TSV Utilities release with LTO and PGO enabled
Jon Degenhardt
jond at noreply.com
Wed Jan 17 04:37:04 UTC 2018
On Tuesday, 16 January 2018 at 22:04:52 UTC, Johan Engelen wrote:
> Because PGO optimizes for the given profile, it would help a
> lot if you clarified how you do your PGO benchmarking. What
> kind of test load profile you used for optimization and what
> test load you use for the time measurement.
The profiling used is checked into the repo and run as part of a
PGO build, it is available for inspection. The benchmarks used
for deltas are also documented, they the ones used in the
benchmark comparison to similar tools done in March 2017. This
report is in the repo
(https://github.com/eBay/tsv-utils-dlang/blob/master/docs/Performance.md).
However, it's hard to imagine anyone perusing the repo for this
stuff, so I'll try to summarize what I did below.
Benchmarks - Six different tests of rather different but common
operations run on large data files. The six tests were chosen
because for each I was able to find at least three other tools,
written in native compiled languages, with similar functionality.
There are other valuable benchmarks, but I haven't published them.

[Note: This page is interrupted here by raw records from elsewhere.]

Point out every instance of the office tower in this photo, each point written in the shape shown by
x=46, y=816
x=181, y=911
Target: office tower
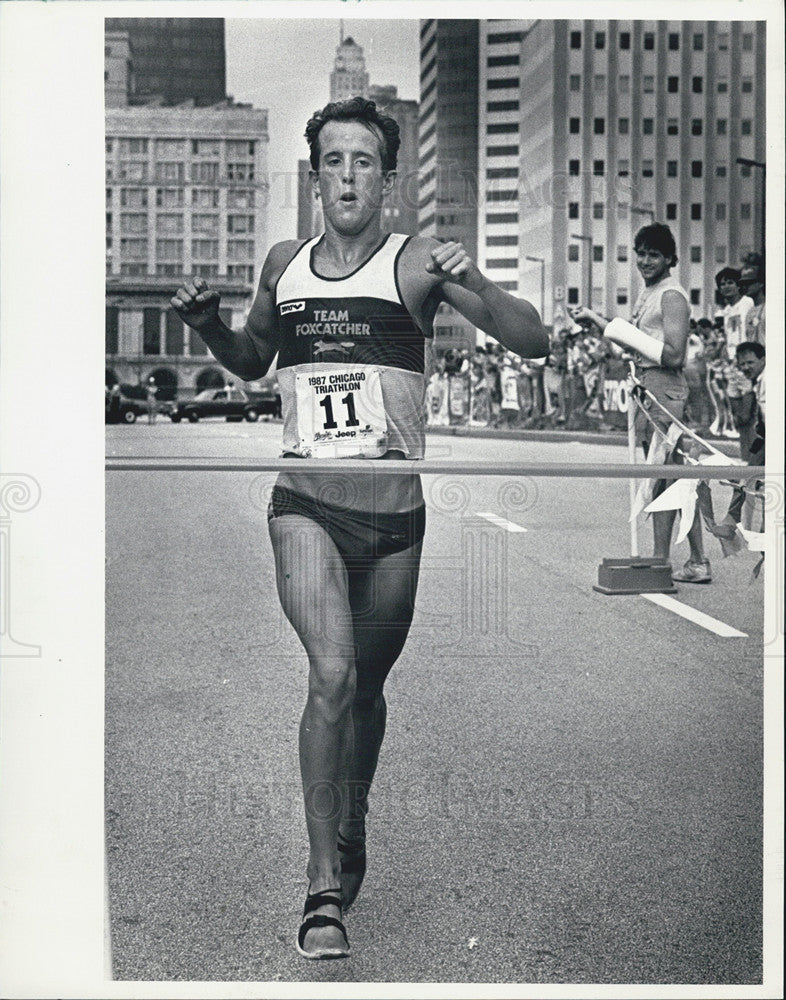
x=174, y=59
x=591, y=129
x=448, y=149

Profiling - Profiling was developed separately for each tool. For
each I generated several data files with data representative of
typical uses cases. Generally numeric or text data in several
forms and distributions. The data was unrelated to the data used
in benchmarks, which is from publicly available machine learning
data sets. However, personal judgement was used in the generation
of the data sets, so it's not free from bias.
After generating the data, I generated a set of run options
specific to each tool. As an example, tsv-filter selects data
file lines based on various numeric and text criteria (e.g.
less-than). There are a bit over 50 comparison operations, plus a
few meta operations. The profiling runs ensure all the operations
are run at least once, but that the most important overweighted.
The ldc.profile.resetAll call was used to exclude all the initial
setup code (command line argument processing). This was nice
because it meant the data files could be small relative to
real-world sets, and it runs fast enough to do at part of the
build step (ie. on Travis-CI).
Look at
https://github.com/eBay/tsv-utils-dlang/tree/master/tsv-filter/profile_data to see a concrete example (tsv-filter). In that directory are five data files and a shell script that runs the commands and collects the data.
This was done for four of the tools covering five of the
benchmarks. I skipped one of the tools (tsv-join), as it's harder
to come up with a concise set of profile operations for it.
I then ran the standard benchmarks I usually report on in various
D venues.
Clearly personal judgment played a role. However, the tools are
reasonably task focused, and I did take basic steps to ensure the
benchmark data and tests were separate from the training
data/tests. For these reasons, my confidence is good that the
results are reasonable and well founded.